Als evangelische Christin, verheiratet mit meinem katholischen Mann, sehe ich das Ziel von Einheit von Christen und Juden im Glauben als eine ganz große Hoffnung. Trotz aller Verschiedenartigkeit der Konfessionen und Denominationen, zeigt uns der gemeinsame Glaube an Jesus einen hoffnungsvollen Weg. Jesus führt durch den Heiligen Geist uns zum 2. Jerusalemer Konzil. Damit wird seine Verheißung wahr: “seid alle eins, damit die Welt erkennt das ich der Herr bin“ (Johannes 17.20).

Fabian J. Witmer

Ich denke, wir leben alle in der Spannung zwischen „sollen“ und „können“. Wir sollen, ja möchten sogar so leben, dass es Gott gefällt. Merken aber immer wieder, dass es uns nicht gelingt. Wir sind begnadigte Sünder und sehnen uns nach jener Vollkommenheit, die sich erst mit dem endgültigen Kommen seines Reiches etablieren wird. Ich finde diese Spannung wichtig, denn mir gibt sie Antrieb und Sehnsucht auf das, was da noch kommt.

2. Die Trennung zwischen den Juden und den Nichtjuden in der Kirche geschah ganz am Anfang. Kann sie heute überwunden werden, indem Christen und Kirchen Juden, die an Jesus glauben, akzeptieren?

Renate Köhler-Kraus         

Wenn Messianische Juden merken, dass wir es ernst meinen mit der Gemeinschaft, dann lassen sie sich darauf ein. Das kann ein längerer Weg sein.               

Fabian J. Witmer

Für mich ist ein Schlüssel, dass der Glaube an Jesus von Anfang an ein jüdischer Glaube gewesen ist. Das muss man sich einfach nochmal vor Augen führen: Alle wichtigen Akteure im Neuen Testament (Jesus, Paulus, Petrus, usw.) sind Juden. Müssen Christen und Kirchen daher Jesus-gläubige Juden akzeptieren? Selbstverständlich. Eigentlich ist das nicht mal eine Frage, sondern eine nüchterne (biblische) Feststellung. Für mich steht daher noch deutlicher der Aspekt der Versöhnung zwischen allen Jesus-gläubigen Menschen im Fokus. Diese Versöhnung ist ohne Messianische Juden nicht zu denken, aber erstreckt sich ebenfalls auf alle weiteren Kirchen und Denominationen, die sich voneinander „getrennt“ haben.

Theo Kraus

Ich erlebe, dass die Angst vor Antisemtitsmus  unsere Gemeinschaft mit Messianischen juden nicht blockiert.

Ivan Fröhlich

Überwinden braucht Kraft, Ideen, Phantasie: wie erreichen wir einander? Wie erkennen wir einander als Geschwister im Glauben trotz den Unterschieden?

Philippa Salm

Die Trennung kann ganz praktisch überwunden werden durch die Freundschaft mit messianischen Juden und deren Gemeinden. Das ist mir sehr wichtig geworden. Christliche Konferenzen sollten nicht ohne messianische Freunde stattfinden, damit die Ökumene lebendig werden kann: evangelisch – katholisch -messianisch jüdisch.

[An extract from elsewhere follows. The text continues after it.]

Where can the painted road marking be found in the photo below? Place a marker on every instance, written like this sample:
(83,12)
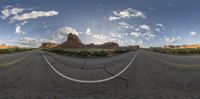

3. Durch die Anerkennung eines jüdischen Ausdrucks des Glaubens an Jesus bestätigen wir die fortwährende Berufung ganz  Israels, die jahrhundertelang durch die  sog. Ersatztheologie negiert wurde. Welche jüdische Ausprägungen des Glaubens an Jesus kennen Sie?

John David Martin

In der geistlichen Landschaft des Westens heute findet man eine Breite an Ausdrucksformen des Messianischen Judentums. Es sind also die Streitfragen, die wir aus der Apostelgesichte und aus den Briefen des Heiligen Paulus für moderne Juden, die an Jesus Glauben, wieder brisant geworden. Jede „Schule“, wenn man will, gründet ihre Lebensform des messianisch-jüdischen Glaubens in der Schrift und strebt danach, dem jüdischen Messias auf einer authentisch jüdischen Art und Weise treu zu sein und den Glauben mit erkennbar-jüdischen Traditionen zu vereinbaren.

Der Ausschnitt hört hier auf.